NS: We are seeing a ton of technologies for running large data problems and even the emergence of cognitive learning models like Watson from IBM. What role could [topcoder] play in the advancement of these areas.
KL: Large firms, like IBM with Watson, SAP with HANA and many others are making core investments in technology. But it is still very early in terms what the use cases will be or who has the skills to find and execute on them. For example, IBM Watson is a general purpose tool that can be deployed in many ways. What makes a difference is a labor market that knows how to deploy it and can create use cases that show value proposition. The kinds of skills [topcoder] has highlighted are the core of unleashing that potential.
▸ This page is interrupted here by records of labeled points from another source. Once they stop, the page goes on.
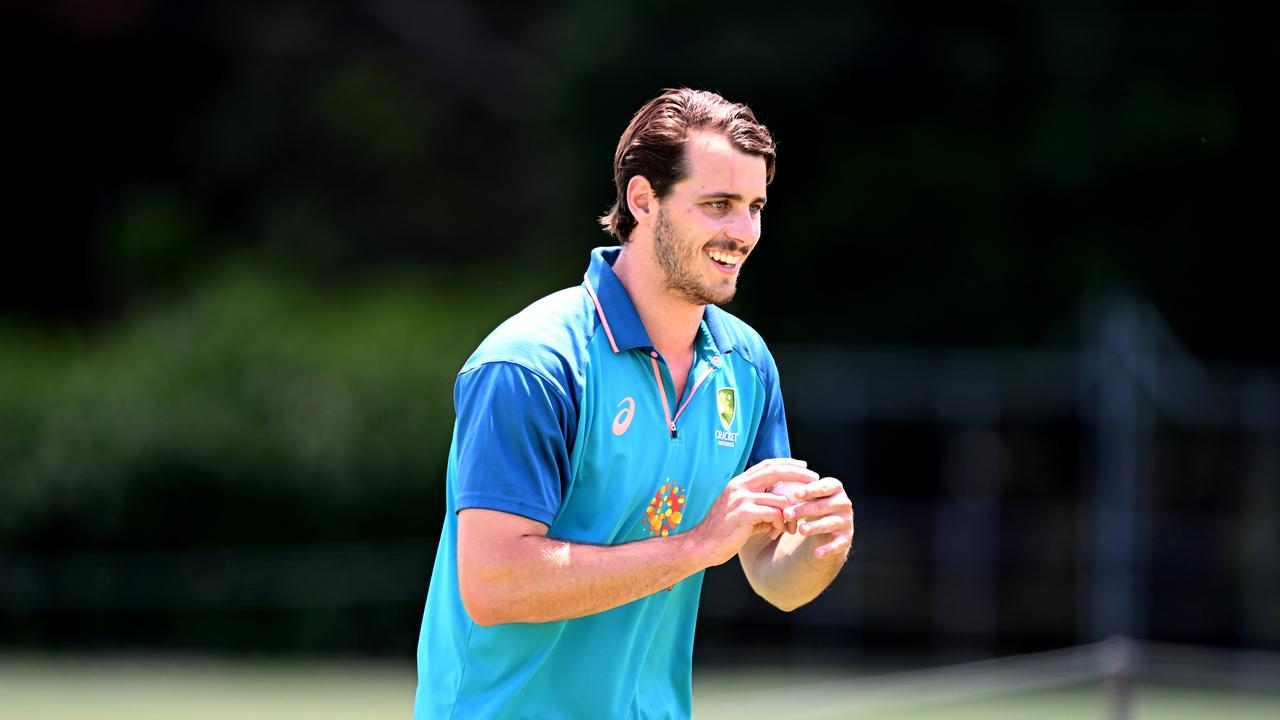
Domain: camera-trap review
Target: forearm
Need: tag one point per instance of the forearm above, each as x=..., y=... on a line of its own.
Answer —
x=785, y=572
x=540, y=579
NS: Could [topcoder] SRMs be the next Jeopardy challenge for Watson?
KL: Its certainly a natural progression but the competition for Watson will be tougher at [topcoder]! But seriously, the best outcome will be when the skills of the [topcoder] community can be used to make Watson and technologies like it live up to their full potential.
NS: Do you have any other thoughts as we wrap up?
KL: One final point to make is it’s clear that in the world, we have a secular shift towards more and more analog transactions being converted to digital transactions. The skill sets that [topcoder] has across the board are, and will continue to be, in high demand. This is not just in Silicon Valley- it’s in all industries. There is a need for people who can help organizations make sense of data being generated from their transactions, and it’s very important to realize that there is a talent base within [topcoder] that can help solve anyone’s problems.